Now, the idea of FWH is primarily reserved for beers like Pilsners, apparently, but more and more brewers, home- and otherwise, are finding that it adds to many different beer styles. In a nutshell, you add a certain percentage of your hops (usually the late-addition flavoring hops) to the wort as it comes out of the mash-tun, well before the boil. Instead of boiling the hops and extracting bitterness and flavor that way, you let it soak at a lower temperature, creating different isomers and (in theory) preserving flavors and aromas that would otherwise be broken down and boiled away.

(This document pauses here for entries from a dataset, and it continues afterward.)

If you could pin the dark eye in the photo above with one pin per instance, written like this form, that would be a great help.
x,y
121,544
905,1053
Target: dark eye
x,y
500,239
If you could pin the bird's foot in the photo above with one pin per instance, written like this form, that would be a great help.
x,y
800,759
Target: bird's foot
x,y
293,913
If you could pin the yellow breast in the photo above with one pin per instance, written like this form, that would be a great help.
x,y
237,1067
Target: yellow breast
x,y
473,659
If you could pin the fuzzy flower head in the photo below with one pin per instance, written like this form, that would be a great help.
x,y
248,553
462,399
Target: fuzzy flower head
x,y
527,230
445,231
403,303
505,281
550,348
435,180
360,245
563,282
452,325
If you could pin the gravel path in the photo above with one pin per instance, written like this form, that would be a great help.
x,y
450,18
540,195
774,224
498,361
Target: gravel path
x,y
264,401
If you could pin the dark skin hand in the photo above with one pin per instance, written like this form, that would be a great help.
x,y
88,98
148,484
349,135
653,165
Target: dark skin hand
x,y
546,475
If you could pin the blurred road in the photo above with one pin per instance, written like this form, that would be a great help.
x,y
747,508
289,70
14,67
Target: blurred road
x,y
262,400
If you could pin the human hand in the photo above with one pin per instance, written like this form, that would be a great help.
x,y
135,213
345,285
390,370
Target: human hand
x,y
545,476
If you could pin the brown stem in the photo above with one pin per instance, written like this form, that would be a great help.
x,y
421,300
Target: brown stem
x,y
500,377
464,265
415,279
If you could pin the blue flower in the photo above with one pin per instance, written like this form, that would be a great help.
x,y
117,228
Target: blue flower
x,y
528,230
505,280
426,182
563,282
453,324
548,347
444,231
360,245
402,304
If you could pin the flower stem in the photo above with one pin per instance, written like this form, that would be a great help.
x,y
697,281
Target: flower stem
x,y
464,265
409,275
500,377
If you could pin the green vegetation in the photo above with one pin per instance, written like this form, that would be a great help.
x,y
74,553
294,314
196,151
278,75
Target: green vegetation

Well, if we’re talking bitterness, hop flavor and aroma, that says to me: IPA. So instead of trying for a late-season Pilsner, I opted for an English IPA. No idea if I did it right, but we’ll find out down the road. Here’s how it went.

Her Majesty’s Secretly Served Ale
5 gallons, all-grain

Ingredients:

  • 9 lbs. Maris Otter pale malt
  • 1 lb. 30°L crystal malt
  • 1 oz. whole East Kent Goldings hops (@5% aa)
  • 1 oz. whole Fuggles hops (@4% aa)
  • 1 oz. UK Challenger hop pellets (@7.8% aa)
  • White Labs Dry English Ale yeast (WLP007)
  • 1 oz. whole Bramling Cross hops
  • 2 oz. “heavy toast” oak chips
  • 3/4 cup corn sugar (for priming)

Procedure:
Crush grains. Heat 14 quarts water to 168°F. Mash in crushed grains, hold 75 minutes at 155°F. Heat another 14 quarts water to 172°F. Place Goldings and Fuggles hops (in mesh bags) in kettle. Begin runoff and sparge, collecting 26 quarts sweet wort. Heat to boiling, removing hops at about 180° (but at least before boil begins). Boil 30 minutes, add Challenger hops. Boil 30 minutes (60 total), remove from heat. Chill to 80°F, pour into a sanitized fermenter. Take a hydrometer reading, pitch yeast, seal and ferment warm (70°F) for 8 to 10 days. Steam oak chips for ten minutes (in a vegetable steamer), bake on a cookie sheet at 350°F for ten minutes, then place in the bottom of a sanitized fermenter. Add Bramling Cross hops. Rack beer onto oak and dry hops. Age warm (75 – 80°F) for three to four weeks. Prime with corn sugar and bottle. Condition cool (45 – 50°F) for four to six weeks.

OG: 1062
IBU’s: 58 (est. based on 10% less utilisation for FWH addition… but I don’t know effectively how to calculate this!)

Notes on style: This is an English IPA. It is light golden in color, not amber like an American IPA. It will finish at about 6% abv, comparatively lower in alcohol than its American cousin. The hops are English, the yeast is English. Not an extreme beer, but a balanced, mellow, kinder, gentler beer. Shaken, not stirred… Dry-hopped and oaked to (hopefully) duplicate the legendary flavor of those beers shipped to India through the tropics and the antipodes…

Alternate brew: Partial mash brewers can do the exact same procedure, of course, but extract brewers may find it a bit more challenging. Here’s what I would do. Assuming you add your extracts to the kettle after bringing the water to a boil, I would let the wort cool back down to 150°F or so after adding the extracts, placing the first wort hops in the kettle and steeping them (with no additional heat) for about 30 minutes. Remove the hops and proceed to boil as usual.